Most of the Earliest Quakers Did Not Seem to Anticipate War Tax Resistance

American Quakers of the seventeenth through nineteenth centuries were often so confident in their war tax resistance that they assumed (and sometimes said) that it had been a part of Quaker practice since the beginning of the sect. But some of the earliest Quakers, on the contrary, seemed eager to demonstrate their willingness to pay all taxes as a way of ingratiating themselves with the governments they lived under while under pressure from hostile establishment churches.

Here are some excerpts from William Charles Braithwaite’s The second period of Quakerism that highlight this:

The payment of taxes to the civil authority was explicitly covered by Christ’s words. [George] Fox, during the Commonwealth period, had advised payment, and wrote as follows about one of the Poll Acts of Charles Ⅱ.:

To the earthly we give the earthly: that is, to Caesar we give unto him his things, and to God we give unto Him His things.
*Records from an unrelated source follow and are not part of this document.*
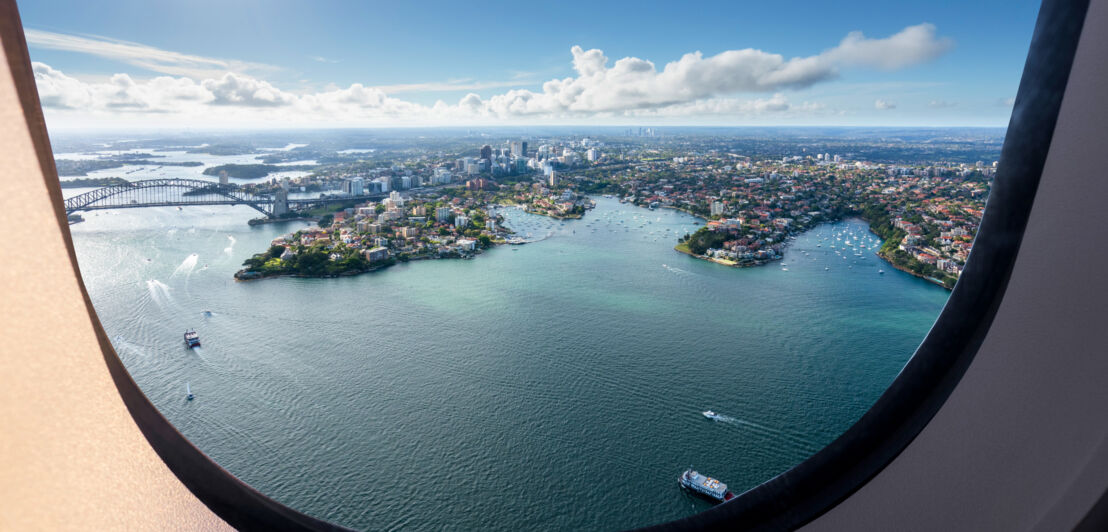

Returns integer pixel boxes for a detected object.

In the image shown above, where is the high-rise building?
[342,177,366,196]
[274,188,288,216]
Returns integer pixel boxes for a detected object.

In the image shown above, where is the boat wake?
[188,346,209,364]
[173,253,201,276]
[146,279,173,306]
[661,264,693,275]
[112,336,148,357]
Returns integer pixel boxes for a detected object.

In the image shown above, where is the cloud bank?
[34,23,953,123]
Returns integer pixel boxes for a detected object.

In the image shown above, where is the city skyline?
[23,2,1035,129]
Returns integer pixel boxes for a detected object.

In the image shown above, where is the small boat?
[677,468,735,502]
[185,330,201,349]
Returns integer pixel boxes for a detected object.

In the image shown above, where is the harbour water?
[72,198,947,530]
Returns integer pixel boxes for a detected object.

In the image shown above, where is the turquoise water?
[72,198,947,530]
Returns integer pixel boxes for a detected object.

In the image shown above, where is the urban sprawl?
[236,135,996,287]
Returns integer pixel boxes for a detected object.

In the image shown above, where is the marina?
[71,197,946,530]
And so in the other Power’s days we did not forget on our parts, though they did fail on their’s… Which, if Friends should not do and had not done — give Caesar his due, and custom and tribute to them that look for it, which are for the punishment of evil-doers — then might they say and plead against us; How can we defend you against foreign enemies and protect everyone in their estates and keep down thieves and murderers?

In , in conversation with Peter the Great, Thomas Story said:

Though we are prohibited arms and fighting in person, as inconsistent we think with the rules of the gospel of Christ, yet we can and do by His example readily and cheerfully pay unto every Government, in every form, where we happen to be subjects, such sums and assessments as are required of us by the respective laws under which we live. … We, by so great an example, do freely pay our taxes to Caesar, who of right hath the direction and application of them, to the various ends of government, to peace or to war, as it pleaseth him or as need may be, according to the constitution or laws of his kingdom, and in which we as subjects have no direction or share: for it is Caesar’s part to rule in justice and in truth, but ours to be subject and mind our own business and not to meddle with his.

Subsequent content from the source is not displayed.